American journalist and author Jacob Heilbrunn is the editor of The National Interest and a nonresident senior fellow at the Atlantic Council’s Eurasia Center. He is the author of They Were Right: The Rise of the Neocons. He is a keen observer of the American Right whose work has appeared in the New York Times, the Wall Street Journal, Foreign Affairs, the Weekly Standard and more. (Photo source: https://nationalinterest.org/profile/jacob-heilbrunn )
Would it surprise you to know that in America, “Kaiser Bill”, as they called him, was viewed by the right as a wronged figure, who stood up for traditional values that the Western powers were vilifying? On the right, it was Woodrow Wilson (a racist himself) who was the threat to world peace, not the Kaiser.
Mencken wasn’t much of a fan of democracy himself and was fascinated by the German aristocracy. He claimed to be a descendent of that aristocracy himself. His work propounding the arguments for Germany and against Britain helped sway American opinion in favor of neutrality.
That work also echoes across the following century. The notion expressed today that Vladimir Putin is a misunderstood figure in the West, who is leading a country intent on championing traditional values that the West vilifies, is a very direct echo.
Of course, there’s a whole century between Mencken’s embrace of the Kaiser and the Trumpists embrace of Putin, during which Heilbrunn lays out right wing infatuation with Mussolini and Hitler. It was then that “America First” as a slogan first became popular, among leading figures in America who pushed America to remain neutral in the second World War, while secretly being in the sway of the German Fuhrer. Anyone familiar with Rachel Maddow’s podcast Ultra and subsequent book Prequel will find many of the same characters she talked about covered here.
In the years of realpolitik, the romance didn’t altogether disappear. Instead, it moved further to the right, where it surfaced in the work of such recognizable conservative luminaries as William F. Buckley Jr., Pat Buchanan and Jeanne Kirkpatrick.
Buchanan was Communications Director for Richard Nixon. A pugnacious man with a firm belief in his own words and opinions, Buchanan called in the spring of 1980 for a return to America First. He became one of the first figures tagged with the term “paleoconservative”, a contrast with the “neoconservatives” who became prominent in the aftermath of the Vietnam War and whose prominence peaked during the Iraq War. Buchanan’s run for president in 1992 against the incumbent George H. W. Bush helped push the neocons aside.
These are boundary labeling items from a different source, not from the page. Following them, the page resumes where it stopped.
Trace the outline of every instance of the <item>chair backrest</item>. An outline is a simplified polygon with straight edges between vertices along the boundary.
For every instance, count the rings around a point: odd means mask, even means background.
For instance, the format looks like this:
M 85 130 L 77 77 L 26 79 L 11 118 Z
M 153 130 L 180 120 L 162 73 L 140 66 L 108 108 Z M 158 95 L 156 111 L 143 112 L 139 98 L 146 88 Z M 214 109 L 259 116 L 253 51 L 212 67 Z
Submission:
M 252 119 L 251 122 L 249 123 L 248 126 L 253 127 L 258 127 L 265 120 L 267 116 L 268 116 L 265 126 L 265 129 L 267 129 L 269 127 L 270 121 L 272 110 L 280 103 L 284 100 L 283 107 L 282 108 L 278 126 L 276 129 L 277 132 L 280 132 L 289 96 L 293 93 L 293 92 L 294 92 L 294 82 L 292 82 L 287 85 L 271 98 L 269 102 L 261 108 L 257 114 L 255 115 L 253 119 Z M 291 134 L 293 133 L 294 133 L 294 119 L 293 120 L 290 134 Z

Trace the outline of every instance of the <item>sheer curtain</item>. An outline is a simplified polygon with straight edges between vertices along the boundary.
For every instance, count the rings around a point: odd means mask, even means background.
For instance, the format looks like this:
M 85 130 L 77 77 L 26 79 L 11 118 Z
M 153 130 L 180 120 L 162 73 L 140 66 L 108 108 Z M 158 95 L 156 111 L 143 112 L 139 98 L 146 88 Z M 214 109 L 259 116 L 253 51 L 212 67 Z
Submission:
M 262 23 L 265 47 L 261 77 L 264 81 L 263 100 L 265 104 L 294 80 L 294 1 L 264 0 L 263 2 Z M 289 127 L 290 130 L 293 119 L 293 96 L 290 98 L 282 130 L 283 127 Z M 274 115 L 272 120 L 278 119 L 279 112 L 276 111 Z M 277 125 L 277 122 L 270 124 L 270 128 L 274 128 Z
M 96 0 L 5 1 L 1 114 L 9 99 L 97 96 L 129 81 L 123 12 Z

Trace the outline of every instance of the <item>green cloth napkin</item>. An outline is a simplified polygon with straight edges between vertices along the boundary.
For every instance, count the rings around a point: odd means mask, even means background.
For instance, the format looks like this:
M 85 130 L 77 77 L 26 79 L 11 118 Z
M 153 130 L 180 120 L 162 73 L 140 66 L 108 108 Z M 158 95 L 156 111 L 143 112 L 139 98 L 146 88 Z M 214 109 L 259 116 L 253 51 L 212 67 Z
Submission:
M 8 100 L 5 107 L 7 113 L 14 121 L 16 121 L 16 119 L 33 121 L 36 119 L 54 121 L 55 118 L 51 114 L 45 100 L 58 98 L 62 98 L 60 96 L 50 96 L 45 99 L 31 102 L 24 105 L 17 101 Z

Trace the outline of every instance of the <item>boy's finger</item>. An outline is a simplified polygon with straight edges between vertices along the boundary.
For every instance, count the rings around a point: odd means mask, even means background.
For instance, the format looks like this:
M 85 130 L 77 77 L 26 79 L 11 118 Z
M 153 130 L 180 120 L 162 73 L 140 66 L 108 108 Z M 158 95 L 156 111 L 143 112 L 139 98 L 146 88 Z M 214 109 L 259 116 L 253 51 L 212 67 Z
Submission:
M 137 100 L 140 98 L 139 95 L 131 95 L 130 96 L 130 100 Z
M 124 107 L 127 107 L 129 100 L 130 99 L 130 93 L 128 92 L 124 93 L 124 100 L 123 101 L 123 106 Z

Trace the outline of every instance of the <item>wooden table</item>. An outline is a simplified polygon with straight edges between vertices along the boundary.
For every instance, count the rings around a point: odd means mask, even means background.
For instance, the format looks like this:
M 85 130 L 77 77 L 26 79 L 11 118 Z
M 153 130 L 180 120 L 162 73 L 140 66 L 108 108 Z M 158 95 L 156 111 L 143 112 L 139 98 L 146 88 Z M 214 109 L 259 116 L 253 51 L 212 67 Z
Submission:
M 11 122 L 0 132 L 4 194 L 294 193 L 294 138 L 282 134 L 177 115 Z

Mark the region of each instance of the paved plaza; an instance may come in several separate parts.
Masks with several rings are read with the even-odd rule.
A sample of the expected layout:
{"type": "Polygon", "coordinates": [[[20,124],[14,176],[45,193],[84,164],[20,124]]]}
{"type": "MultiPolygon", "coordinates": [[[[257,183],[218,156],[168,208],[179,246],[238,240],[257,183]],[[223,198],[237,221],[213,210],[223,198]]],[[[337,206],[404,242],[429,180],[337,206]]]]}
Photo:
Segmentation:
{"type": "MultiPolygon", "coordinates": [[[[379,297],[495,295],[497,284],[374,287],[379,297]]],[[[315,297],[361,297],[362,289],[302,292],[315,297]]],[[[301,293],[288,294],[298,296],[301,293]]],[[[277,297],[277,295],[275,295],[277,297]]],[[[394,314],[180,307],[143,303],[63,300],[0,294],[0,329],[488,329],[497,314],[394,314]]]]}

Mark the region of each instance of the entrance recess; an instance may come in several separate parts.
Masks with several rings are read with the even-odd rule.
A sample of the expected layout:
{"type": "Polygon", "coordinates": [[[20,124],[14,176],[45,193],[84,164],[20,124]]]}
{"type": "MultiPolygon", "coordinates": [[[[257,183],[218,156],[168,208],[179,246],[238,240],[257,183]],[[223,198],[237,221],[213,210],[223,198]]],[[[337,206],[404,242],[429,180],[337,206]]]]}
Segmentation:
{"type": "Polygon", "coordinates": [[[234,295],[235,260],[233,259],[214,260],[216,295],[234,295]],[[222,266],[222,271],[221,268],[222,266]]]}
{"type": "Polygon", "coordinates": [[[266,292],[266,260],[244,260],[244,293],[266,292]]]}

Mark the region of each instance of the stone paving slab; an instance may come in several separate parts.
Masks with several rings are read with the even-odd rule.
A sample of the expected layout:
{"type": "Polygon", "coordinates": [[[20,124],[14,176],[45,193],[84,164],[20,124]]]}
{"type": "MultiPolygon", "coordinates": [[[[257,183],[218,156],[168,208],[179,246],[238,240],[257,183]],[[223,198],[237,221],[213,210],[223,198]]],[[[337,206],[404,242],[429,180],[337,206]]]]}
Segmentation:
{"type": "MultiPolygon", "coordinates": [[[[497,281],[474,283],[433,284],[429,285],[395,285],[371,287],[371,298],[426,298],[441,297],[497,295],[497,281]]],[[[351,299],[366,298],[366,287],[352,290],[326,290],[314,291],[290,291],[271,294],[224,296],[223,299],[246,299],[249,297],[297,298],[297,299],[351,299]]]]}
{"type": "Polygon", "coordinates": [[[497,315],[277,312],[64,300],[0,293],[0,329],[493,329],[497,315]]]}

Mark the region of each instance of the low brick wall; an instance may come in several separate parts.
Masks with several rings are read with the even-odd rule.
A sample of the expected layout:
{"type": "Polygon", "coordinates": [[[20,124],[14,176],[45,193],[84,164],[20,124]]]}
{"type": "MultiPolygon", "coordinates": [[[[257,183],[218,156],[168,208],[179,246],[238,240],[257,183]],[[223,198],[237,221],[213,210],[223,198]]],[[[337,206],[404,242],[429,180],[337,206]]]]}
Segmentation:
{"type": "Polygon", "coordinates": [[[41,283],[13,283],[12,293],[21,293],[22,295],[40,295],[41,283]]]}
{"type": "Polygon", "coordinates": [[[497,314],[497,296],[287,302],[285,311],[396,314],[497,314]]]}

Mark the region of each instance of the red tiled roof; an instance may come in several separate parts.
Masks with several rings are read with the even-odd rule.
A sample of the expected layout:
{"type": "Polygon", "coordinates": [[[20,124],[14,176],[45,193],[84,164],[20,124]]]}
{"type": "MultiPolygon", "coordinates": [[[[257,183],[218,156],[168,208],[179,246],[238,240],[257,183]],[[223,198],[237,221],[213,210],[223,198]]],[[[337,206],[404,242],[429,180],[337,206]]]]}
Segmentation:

That presidential run set the stage for the rise of Donald Trump.
Among other things, Buchanan was one of the founders of The American Conservative, a publication in which many of Heilbrunn’s own articles have appeared. That’s one of the reasons to pay attention to this analysis. Heilbrunn has worked with some of the leading conservative commentators and figures of the last twenty years. He knows his subject.
There are arguments to be made about the romance of some on the American Left with dictators, and those arguments would have as much truth to them as Heilbrunn’s book does about the Right. They don’t diminish the message behind this book, and it’s meaning for us in America today.
RATING: Four Stars ⭐⭐⭐⭐
RATING COMMENTS: Heilbrunn offers an informed and incisive overview of the American Right’s infatuation with dictators and autocrats over the last 100 years. A worthwhile read for anyone still trying to understand where Trumpism came from.
WHERE I GOT MY COPY: I picked up a copy of the paperback edition of this book at O’Hare Airport last fall. It was meant to help occupy my time on a long-haul flight, but instead I think I distracted myself with movies on the in-flight entertainment system. So, this book got pushed onto my to-be-read pile, from which I picked it up again this month.